As a high school student, Hans Bristol webcast numerous events for Waconia High School. A couple of weeks after graduating Hans got the opportunity to do color-commentary for the MSHSL State Softball Tournament on Prep45. Now a 2017 graduate, Hans will be taking his skills to St. Cloud State University to pursue a degree in Broadcast Journalism. Below is a Q & A with Hans Bristol.
What is your sports background prior to webcasting your first game?
Sports has always been a big part of my life. Playing as many sports as I could until high school was really important in learning about sports, which I feel has helped my career as a broadcaster. Watching and listening to sporting events was my preferred way of enjoyment as a young kid, which I believe helped truly grow a passion inside of me to be in sports for the rest of my life.
What two teams played when you did your first webcast?
My first ever webcast was in the fall of 2013, Waconia High School hosted New London-Spicer in a Wright County Conference football battle on a warm early September night.
Who did you ask or who asked you to cover your first game?
The summer before my freshmen year, I contacted 3 local high schools about the idea of starting a webcast program. I was motivated by parents who had heard me performing play by play on my own as a kid growing up, but even something inside myself was extremely excited about the possibilities. Waconia High School’s athletic director Dave Kuehn, and new Football Head Coach Sam Baker gave me my first shot at the world of play by play commentary and webcasting.
How long did it take for you to feel comfortable doing games?
In my first fall of calling and producing high school football games, everything was a learning experience and very new. My 2nd year beginning the webcasts and play by play, I felt a new sense of confidence in my productions.
What would you recommend to others who are interested in announcing high school games?
Be professional! Your appearance, quality of work and seriousness about what you do speaks volumes. There will be tech issues, schedule mess ups and life situations that may cause conflicts. Being accountable and reliable to always being at events will only earn you the respect of a school, potentially earning you more chances to be a part of further games or events.
What do you think are advantages of a student attending a webcast workshop vs how you started out?
Learning from someone who has experience in the world of webcasting will improve your beginning in the high school sports production world. In my own experience, I began something my school had never done before. This can be an incredible learning experience for students, and positively impacts your community while promoting your schools activities. Students will have confidence with proper training from a webcast workshop before going into producing their first broadcast.
Is there anything else you would like to add that you feel would help tell your story and motivate others to start webcasting games for their school?

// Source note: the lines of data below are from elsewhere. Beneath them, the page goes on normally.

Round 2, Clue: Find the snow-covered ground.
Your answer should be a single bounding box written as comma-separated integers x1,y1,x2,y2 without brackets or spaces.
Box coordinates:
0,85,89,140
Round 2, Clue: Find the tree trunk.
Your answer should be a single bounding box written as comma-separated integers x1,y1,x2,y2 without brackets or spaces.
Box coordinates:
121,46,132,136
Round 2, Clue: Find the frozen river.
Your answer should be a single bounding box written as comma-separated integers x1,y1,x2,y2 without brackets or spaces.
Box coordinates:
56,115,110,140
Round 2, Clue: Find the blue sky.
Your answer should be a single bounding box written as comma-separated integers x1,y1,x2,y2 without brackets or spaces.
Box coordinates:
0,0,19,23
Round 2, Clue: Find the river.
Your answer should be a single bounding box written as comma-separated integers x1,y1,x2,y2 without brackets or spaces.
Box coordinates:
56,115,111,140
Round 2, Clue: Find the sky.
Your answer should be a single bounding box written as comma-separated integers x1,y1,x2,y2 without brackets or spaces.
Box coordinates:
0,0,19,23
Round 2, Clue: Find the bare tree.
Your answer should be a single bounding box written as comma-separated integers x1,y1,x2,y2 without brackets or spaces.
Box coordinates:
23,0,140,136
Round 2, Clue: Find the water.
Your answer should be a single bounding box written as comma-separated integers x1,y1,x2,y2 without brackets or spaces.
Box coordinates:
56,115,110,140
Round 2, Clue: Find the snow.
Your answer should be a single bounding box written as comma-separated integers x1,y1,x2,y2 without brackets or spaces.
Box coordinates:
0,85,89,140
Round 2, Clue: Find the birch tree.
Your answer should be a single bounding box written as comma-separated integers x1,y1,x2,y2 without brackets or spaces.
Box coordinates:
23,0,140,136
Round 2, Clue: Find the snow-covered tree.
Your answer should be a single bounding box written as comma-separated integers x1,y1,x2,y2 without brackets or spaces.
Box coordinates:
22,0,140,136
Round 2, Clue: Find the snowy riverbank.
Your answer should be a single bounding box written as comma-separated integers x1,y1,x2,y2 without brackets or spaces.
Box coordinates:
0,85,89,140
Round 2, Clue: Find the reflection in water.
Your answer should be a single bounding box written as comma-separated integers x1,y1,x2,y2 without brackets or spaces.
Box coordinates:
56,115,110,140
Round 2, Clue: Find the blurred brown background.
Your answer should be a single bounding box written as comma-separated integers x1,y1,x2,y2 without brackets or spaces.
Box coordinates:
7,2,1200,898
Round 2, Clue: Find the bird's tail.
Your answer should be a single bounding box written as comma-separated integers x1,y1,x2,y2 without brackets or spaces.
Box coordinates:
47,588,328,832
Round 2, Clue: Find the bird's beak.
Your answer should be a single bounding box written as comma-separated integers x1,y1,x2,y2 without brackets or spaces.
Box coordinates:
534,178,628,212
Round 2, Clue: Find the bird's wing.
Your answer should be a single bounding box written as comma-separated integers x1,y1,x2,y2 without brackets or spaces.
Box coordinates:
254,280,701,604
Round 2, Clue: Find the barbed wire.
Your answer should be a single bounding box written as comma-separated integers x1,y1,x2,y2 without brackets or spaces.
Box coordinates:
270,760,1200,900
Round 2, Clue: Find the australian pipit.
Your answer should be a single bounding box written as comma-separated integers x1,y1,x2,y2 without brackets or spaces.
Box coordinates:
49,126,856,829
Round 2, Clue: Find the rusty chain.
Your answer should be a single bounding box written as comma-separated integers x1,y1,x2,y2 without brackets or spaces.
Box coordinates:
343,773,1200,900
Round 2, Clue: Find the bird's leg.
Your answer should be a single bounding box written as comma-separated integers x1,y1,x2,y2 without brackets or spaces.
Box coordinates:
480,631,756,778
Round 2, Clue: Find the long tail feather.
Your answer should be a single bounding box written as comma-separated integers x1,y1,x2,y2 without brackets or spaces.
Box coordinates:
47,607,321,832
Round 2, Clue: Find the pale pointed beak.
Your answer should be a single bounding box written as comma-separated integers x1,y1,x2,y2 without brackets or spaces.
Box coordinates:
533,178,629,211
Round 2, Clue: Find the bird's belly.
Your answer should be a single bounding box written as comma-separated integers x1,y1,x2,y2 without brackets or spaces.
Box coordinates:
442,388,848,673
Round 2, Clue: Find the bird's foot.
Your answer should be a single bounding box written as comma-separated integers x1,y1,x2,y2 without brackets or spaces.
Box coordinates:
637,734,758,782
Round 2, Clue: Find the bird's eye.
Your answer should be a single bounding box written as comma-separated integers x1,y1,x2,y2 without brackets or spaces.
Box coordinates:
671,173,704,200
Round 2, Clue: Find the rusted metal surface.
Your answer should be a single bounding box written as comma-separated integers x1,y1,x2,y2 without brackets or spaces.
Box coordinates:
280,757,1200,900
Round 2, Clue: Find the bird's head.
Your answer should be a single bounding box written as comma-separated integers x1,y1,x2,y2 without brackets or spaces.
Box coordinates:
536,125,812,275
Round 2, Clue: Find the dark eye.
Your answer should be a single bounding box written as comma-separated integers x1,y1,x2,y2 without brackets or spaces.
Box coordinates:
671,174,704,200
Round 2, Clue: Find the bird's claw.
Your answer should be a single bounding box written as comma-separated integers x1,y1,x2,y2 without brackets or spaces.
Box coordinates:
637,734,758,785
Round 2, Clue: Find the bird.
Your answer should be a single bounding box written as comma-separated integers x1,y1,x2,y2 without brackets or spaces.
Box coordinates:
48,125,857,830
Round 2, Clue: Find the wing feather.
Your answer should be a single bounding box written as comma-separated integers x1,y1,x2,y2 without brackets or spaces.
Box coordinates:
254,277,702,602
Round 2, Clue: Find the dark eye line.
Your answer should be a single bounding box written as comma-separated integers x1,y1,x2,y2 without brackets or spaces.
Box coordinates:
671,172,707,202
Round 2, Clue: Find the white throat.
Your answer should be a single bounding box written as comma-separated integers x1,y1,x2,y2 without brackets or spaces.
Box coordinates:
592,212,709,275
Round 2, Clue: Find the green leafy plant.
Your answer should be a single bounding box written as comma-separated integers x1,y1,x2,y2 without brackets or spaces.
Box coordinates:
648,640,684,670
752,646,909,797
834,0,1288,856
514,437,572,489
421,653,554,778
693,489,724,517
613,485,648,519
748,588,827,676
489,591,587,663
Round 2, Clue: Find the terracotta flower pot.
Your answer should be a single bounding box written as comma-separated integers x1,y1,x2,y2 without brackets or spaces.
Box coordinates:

There is also so much to learn for students by producing webcasts. Understanding how to produce quality broadcasts really can teach a student lessons on quality work and the benefits. It’s also a very fun, special part of a schools athletic program. All of the work can be used for resumes and can be beneficial when applying for colleges.
One incredible aspect I learned about the webcasts I produced and was able to be a part of is the impact it had on the community. Especially in my final year, I would have people coming to me with how much they truly appreciated the webcasts. I would get emails from family all over the country about how thankful they were they got to watch their younger family member play in sporting events on the webcasts.